Revue de la Protection judiciaire de la jeunesse

http://www.editions-eres.com/parutions/education-et-formation/cahiers-dynamiques-les-/p3393-mixite-et-education-question-de-genre.htm

Comme le rappelle Marc Bessin dans ce N°, « le genre n’est pas une théorie mais un concept qui permet de penser les rapports sociaux entre les sexes ». Dans le cadre de ce qu’on appelait jadis l’éducation surveillée, il semblait aller de soi que s’occuper d’une jeune délinquant était une affaire d’homme. Puis la mixité, à l’image des évolutions affectant l’ensemble de la société, la mixité s’est progressivement imposée dans ces métiers mais une nouvelle forme de « naturalisme » a fait retour : l’autorité et la force physique aux éducateurs, le soin et la douceur aux éducatrices…
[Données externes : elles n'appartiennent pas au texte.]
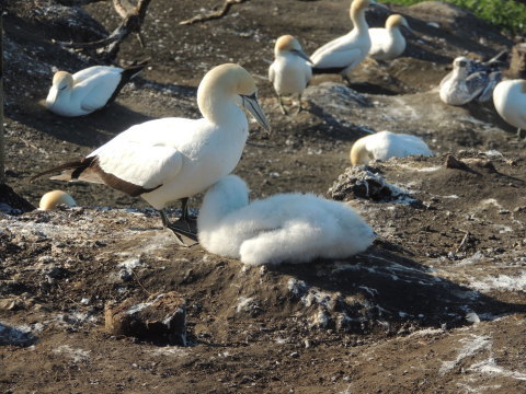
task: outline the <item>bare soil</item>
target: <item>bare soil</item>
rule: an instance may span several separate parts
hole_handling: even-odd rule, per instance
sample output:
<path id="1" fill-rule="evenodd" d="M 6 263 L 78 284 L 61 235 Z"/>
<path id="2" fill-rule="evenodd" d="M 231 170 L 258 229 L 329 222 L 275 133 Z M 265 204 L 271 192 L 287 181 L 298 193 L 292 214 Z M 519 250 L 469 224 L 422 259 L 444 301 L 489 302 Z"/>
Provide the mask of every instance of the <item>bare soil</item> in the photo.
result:
<path id="1" fill-rule="evenodd" d="M 450 107 L 435 88 L 456 56 L 489 58 L 513 40 L 438 2 L 391 7 L 416 31 L 403 57 L 366 60 L 351 86 L 338 76 L 317 78 L 307 109 L 284 116 L 265 77 L 273 40 L 293 34 L 312 53 L 348 31 L 347 2 L 253 0 L 217 21 L 178 24 L 219 3 L 153 0 L 146 48 L 129 37 L 117 59 L 149 57 L 149 68 L 107 108 L 68 119 L 38 104 L 54 71 L 100 60 L 52 39 L 99 39 L 118 16 L 110 2 L 83 13 L 53 1 L 5 1 L 7 183 L 34 205 L 62 188 L 81 207 L 0 213 L 0 391 L 524 393 L 524 143 L 491 103 Z M 368 13 L 371 25 L 385 18 Z M 228 61 L 256 78 L 273 126 L 267 136 L 252 124 L 236 170 L 252 198 L 330 198 L 335 185 L 377 232 L 368 251 L 244 267 L 179 246 L 140 199 L 98 185 L 28 182 L 130 125 L 198 117 L 196 85 Z M 348 151 L 384 129 L 418 135 L 436 155 L 359 169 L 403 192 L 377 201 L 353 194 Z M 460 164 L 446 165 L 450 155 Z M 198 208 L 199 197 L 191 204 Z M 106 302 L 169 291 L 186 300 L 186 347 L 104 331 Z"/>

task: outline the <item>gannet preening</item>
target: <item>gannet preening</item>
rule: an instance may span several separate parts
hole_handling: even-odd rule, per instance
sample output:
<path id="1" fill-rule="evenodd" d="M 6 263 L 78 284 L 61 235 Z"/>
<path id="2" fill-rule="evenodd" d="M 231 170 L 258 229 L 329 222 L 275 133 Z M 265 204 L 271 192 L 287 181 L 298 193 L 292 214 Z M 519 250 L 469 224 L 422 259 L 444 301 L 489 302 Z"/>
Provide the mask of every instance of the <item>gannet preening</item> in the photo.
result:
<path id="1" fill-rule="evenodd" d="M 65 205 L 67 207 L 77 207 L 73 197 L 62 190 L 53 190 L 47 192 L 41 198 L 38 205 L 39 210 L 50 210 L 57 208 L 59 205 Z"/>
<path id="2" fill-rule="evenodd" d="M 369 28 L 369 57 L 375 60 L 391 60 L 402 55 L 405 50 L 405 38 L 400 31 L 402 26 L 411 31 L 405 18 L 395 14 L 387 19 L 385 28 Z"/>
<path id="3" fill-rule="evenodd" d="M 449 105 L 464 105 L 472 100 L 488 101 L 501 79 L 501 71 L 493 67 L 457 57 L 453 61 L 453 71 L 441 81 L 441 100 Z"/>
<path id="4" fill-rule="evenodd" d="M 279 194 L 249 204 L 247 184 L 236 175 L 206 192 L 197 229 L 205 250 L 247 265 L 343 258 L 364 252 L 375 237 L 351 207 L 312 194 Z"/>
<path id="5" fill-rule="evenodd" d="M 277 93 L 279 108 L 286 115 L 282 94 L 298 94 L 298 113 L 301 111 L 301 94 L 312 77 L 312 61 L 301 50 L 301 45 L 291 35 L 283 35 L 274 46 L 274 62 L 268 68 L 268 80 Z"/>
<path id="6" fill-rule="evenodd" d="M 126 69 L 93 66 L 75 74 L 57 71 L 46 107 L 61 116 L 91 114 L 112 103 L 123 86 L 145 67 L 146 62 Z"/>
<path id="7" fill-rule="evenodd" d="M 186 202 L 229 174 L 247 141 L 249 111 L 265 129 L 249 72 L 238 65 L 210 70 L 197 89 L 204 118 L 162 118 L 132 126 L 84 159 L 66 163 L 33 178 L 61 171 L 52 179 L 103 183 L 130 196 L 140 196 L 161 213 L 164 227 L 196 239 L 190 230 Z M 180 199 L 181 224 L 170 223 L 163 208 Z M 180 239 L 182 242 L 182 240 Z"/>
<path id="8" fill-rule="evenodd" d="M 388 160 L 421 154 L 433 155 L 419 137 L 391 131 L 379 131 L 362 137 L 351 148 L 351 164 L 367 164 L 371 160 Z"/>
<path id="9" fill-rule="evenodd" d="M 347 72 L 365 59 L 370 49 L 369 26 L 365 10 L 377 5 L 375 0 L 354 0 L 351 4 L 353 30 L 318 48 L 310 57 L 313 73 L 341 73 L 348 80 Z"/>
<path id="10" fill-rule="evenodd" d="M 500 82 L 493 90 L 493 104 L 499 115 L 517 128 L 517 136 L 524 138 L 521 130 L 526 129 L 526 80 Z"/>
Avec les contributions de la neuropsychologue Cécile Guillaume : « Le cerveau a-t-il un sexe ? » et de Véronique Nahoum-Grappe : « Culture de la violence et différence des sexes : violence du stéréotype »

Sur le sujet du genre, voir aussi la revue Travail, genre et société N°31/2014 Dossier Enseigner le genre (La Découverte)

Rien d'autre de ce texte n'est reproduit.